1571 yılında Venedikliler'den alınan ve 307 yıl Osmanlı hâkimiyeti altında kalan Kıbrıs'ın yönetimi 1878 yılında, hükümranlık hakkı Osmanlı İmparatorluğunda kalmak kaydıyla, İngiltere'ye devredilmişti.
Birinci Dünya Savaşı yıllarında Osmanlı İmparatorluğu ile İngiltere'nin ayrı saflarda yer almasının da bir sonucu olarak, İngiltere 1914'te tek taraflı bir kararla adayı ilhak etti. Türkiye, Ada üzerindeki İngiliz egemenliğini 1923'te kabul etmek zorunda bırakıldı.

Türkler 33 köyü terk etti

18. yüzyıl başlarına kadar Kıbrıs'taki Türk sayısı Rumlardan fazla, tarımla meşgul olan Türklerin elindeki toprak miktarı da Rumlarınkinden fazla oldu.
İki taraf arasında sosyal ve kültürel yaşam hep farklı kalmış, Türkler ve Rumlar arasında evlenme görülmemiş, iki toplumun fertleri ortak ticari işletme kurma gibi davranışlara girmemişlerdi.
1931'den itibaren Kıbrıslı Rumlar, Yunanistan ile birleşme taleplerini yoğunlaştırdılar. Kıbrıs'ın Yunanistan ile birleştirilerek, tamamen bir "Elen" adası haline getirilmesi şeklinde özetlenebilecek olan "ENOSİS" kampanyasına, İkinci Dünya Savaşından sonra hız verildi.
 Bu arada Yunanistan'dan gelen Albay Grivas 1955 yılında EOKA terör örgütünü kurmuş ve Ada'daki şiddet eylemleri giderek artmıştır. 1955-1958 döneminde Kıbrıslı Türkler 33 karma köyü terk etmek zorunda kaldılar.
İngiltere bu durumda, 1956'da, sadece Rumların değil, aynı ölçüde Kıbrıslı Türklerinin de "self determinasyon" hakkı bulunduğunu ve bu çerçevede taksim talebinin de geçerli bir seçenek oluşturduğunu açıkladı. "Kıbrıs Cumhuriyeti", adanın iki halkı arasında ortaklık temeline dayandırılan uluslararası antlaşmalar uyarınca 1960 yılında kuruldu.

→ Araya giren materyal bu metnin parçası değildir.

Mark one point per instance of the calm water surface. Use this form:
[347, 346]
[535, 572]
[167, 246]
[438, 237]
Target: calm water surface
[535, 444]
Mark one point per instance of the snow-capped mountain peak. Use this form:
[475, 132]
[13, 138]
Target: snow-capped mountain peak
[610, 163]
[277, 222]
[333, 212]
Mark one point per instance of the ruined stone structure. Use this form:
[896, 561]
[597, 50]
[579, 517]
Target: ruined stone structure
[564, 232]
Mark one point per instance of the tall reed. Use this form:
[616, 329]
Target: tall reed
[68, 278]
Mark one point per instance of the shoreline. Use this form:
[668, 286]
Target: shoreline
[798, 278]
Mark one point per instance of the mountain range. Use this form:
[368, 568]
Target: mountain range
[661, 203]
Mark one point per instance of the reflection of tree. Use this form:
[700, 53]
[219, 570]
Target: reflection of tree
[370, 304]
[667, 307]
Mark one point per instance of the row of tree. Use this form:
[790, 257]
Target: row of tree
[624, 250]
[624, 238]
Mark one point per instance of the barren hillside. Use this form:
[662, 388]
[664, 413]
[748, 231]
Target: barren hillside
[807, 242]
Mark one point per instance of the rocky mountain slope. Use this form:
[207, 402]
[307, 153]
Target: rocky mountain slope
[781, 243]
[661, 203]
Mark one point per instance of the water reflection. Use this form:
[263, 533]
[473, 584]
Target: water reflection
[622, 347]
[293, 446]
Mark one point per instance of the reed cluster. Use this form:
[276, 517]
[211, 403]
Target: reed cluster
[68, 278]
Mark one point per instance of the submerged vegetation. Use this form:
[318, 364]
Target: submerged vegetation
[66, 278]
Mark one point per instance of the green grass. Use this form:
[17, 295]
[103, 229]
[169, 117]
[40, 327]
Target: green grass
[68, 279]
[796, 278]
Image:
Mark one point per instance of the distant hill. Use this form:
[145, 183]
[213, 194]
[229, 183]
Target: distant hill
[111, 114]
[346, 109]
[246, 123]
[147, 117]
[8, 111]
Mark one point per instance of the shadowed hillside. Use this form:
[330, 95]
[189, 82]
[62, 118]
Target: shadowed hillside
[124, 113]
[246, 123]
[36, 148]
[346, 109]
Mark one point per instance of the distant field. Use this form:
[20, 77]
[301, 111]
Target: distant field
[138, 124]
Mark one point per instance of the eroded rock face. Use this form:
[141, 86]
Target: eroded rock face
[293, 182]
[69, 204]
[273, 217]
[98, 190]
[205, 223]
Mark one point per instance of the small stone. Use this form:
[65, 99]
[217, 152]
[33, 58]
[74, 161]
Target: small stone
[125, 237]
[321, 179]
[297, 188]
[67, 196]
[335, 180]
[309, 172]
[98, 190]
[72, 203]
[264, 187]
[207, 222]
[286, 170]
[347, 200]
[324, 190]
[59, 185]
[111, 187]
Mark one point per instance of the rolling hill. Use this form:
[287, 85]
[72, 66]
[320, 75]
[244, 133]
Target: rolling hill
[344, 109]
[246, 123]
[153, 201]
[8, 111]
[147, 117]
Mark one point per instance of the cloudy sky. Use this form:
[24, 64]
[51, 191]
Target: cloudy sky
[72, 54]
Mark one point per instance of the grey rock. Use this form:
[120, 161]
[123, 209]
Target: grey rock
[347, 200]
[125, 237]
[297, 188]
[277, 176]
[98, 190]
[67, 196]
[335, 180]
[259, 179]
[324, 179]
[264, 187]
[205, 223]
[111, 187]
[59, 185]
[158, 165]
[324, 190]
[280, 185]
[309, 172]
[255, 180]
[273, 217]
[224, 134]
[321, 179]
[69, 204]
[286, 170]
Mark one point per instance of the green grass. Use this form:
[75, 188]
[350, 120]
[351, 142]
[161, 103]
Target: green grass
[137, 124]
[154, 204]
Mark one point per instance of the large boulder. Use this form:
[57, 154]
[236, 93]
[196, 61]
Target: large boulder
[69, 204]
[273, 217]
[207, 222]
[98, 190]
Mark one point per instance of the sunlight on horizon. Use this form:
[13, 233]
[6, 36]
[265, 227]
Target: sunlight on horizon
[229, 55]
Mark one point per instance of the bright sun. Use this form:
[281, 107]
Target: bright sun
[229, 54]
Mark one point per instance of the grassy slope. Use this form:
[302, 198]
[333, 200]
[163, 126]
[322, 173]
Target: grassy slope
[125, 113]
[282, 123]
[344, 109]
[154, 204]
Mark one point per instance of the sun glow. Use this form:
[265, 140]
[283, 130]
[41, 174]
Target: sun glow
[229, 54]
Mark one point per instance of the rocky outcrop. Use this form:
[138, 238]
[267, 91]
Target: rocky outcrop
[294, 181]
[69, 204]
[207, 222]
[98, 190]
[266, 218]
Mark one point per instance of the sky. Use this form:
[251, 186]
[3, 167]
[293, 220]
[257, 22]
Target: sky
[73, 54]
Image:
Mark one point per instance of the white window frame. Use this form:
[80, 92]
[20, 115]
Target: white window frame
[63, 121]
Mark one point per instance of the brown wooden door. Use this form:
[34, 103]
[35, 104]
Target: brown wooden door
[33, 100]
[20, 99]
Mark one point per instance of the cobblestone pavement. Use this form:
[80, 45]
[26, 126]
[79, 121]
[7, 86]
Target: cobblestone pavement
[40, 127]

Bahse konu antlaşmalar tarafından garanti edilen Anayasası, adadaki Kıbrıslı Türk ve Rum halklarının eşit siyasi hak ve statüsüne dayandırılmıştır.

Sistematik saldırılar

Zamanın Cumhurbaşkanı Makarios, Zürih-Londra Anlaşmalarının Kıbrıslı Türklere adil olanın ötesinde haklar verdiğini ve 1960 Anayasasının işlemez olduğunu öne sürmeye başlamış Kıbrıs Rum tarafı 21 Aralık 1963'te Kıbrıs Türk toplumuna karşı kapsamlı ve sistematik saldırılara geçmiştir. Kıbrıs Türk tarihine "Kanlı Noel" adıyla geçen bu kampanya önceden hazırlanmış olan "Akritas Planı"na dayandırılmıştı.
Türklerin imhası veya Ada'dan atılmasını öngören Akritas Planı, basit bir örgütün eylem planı olmayıp, Rum yetkililerce hazırlanan bir etnik temizlik girişimidir. Akritas planının uygulanması sonucunda, 30 bin Kıbrıslı Türk 103 köyü terk etmek zorunda kaldı.
Kıbrıs sorunu, Rumların Kıbrıs Türklerini 1960'da kurulan ortaklık devletinden dışlama, Ada'da birlikte yaşama ve Ada'yı birlikte yönetme mutabakatını terk ederek, devleti gasp etmeye çalıştıkları 1963 yılından bu yana, uluslararası toplumun gündemindedir.

36'ncı yılını kutluyoruz

Bir darbe yapıp adayı Yunanistan'a bağlamak için iktidarı ele geçiren Nikos Simpson, yeni katliamlar planlıyordu.
Sevgili okuyucularım buraya kadar olan geçmişte hepimiz televizyonlarda Kıbrıs köylerindeki toplu katliamları toplu mezarları izledik. İnsanlık adına utanç verici bu gelişmeler sonradan Bosna'daki Serebrenika katliamı gibi uluslararası kuruluşlarda BM'lerde maalesef hiçbir samimi etki yaratmadı. İnsan hakları için mangalda kül bırakmayan sözde tüm medeni ülkelerde.
Uluslararası ilişkilerin siyasette büründüğü bu duyarsızlık Türk'ün Türk ten başka dostu yok teşhisini koyan merhum zamanın Başbakanı Bülent Ecevit in "Ayşe tatile çıktı" talimatıyla Ana Vatan Türkiye nin Yavru Vatana 20 Temmuz 1974'te savaş için değil,  barış için Türkiye Cumhuriyetinin güvenliği ile KKTC güvenliğinin birbirinden ayrılmaz bir bütün olduğunu deklare edip harekatı gerçekleştirdi; bu mezalime son noktayı koydu. Türk ordusu yine bir kahramanlık destanı yazdı. Bizler de o günden bugüne doğu Akdeniz jeopolitiğinin beyni olan Kıbrıs'ı öğrendik. Dün olduğu gibi bugün de dualarımız 36. yaşını dolduran Yavru Vatana, "Yaş günü kutlu olsun ve bu uğurda savaşan şehit olan tüm askerlerin ruhu şad olsun" dileklerimizi gönderiyoruz.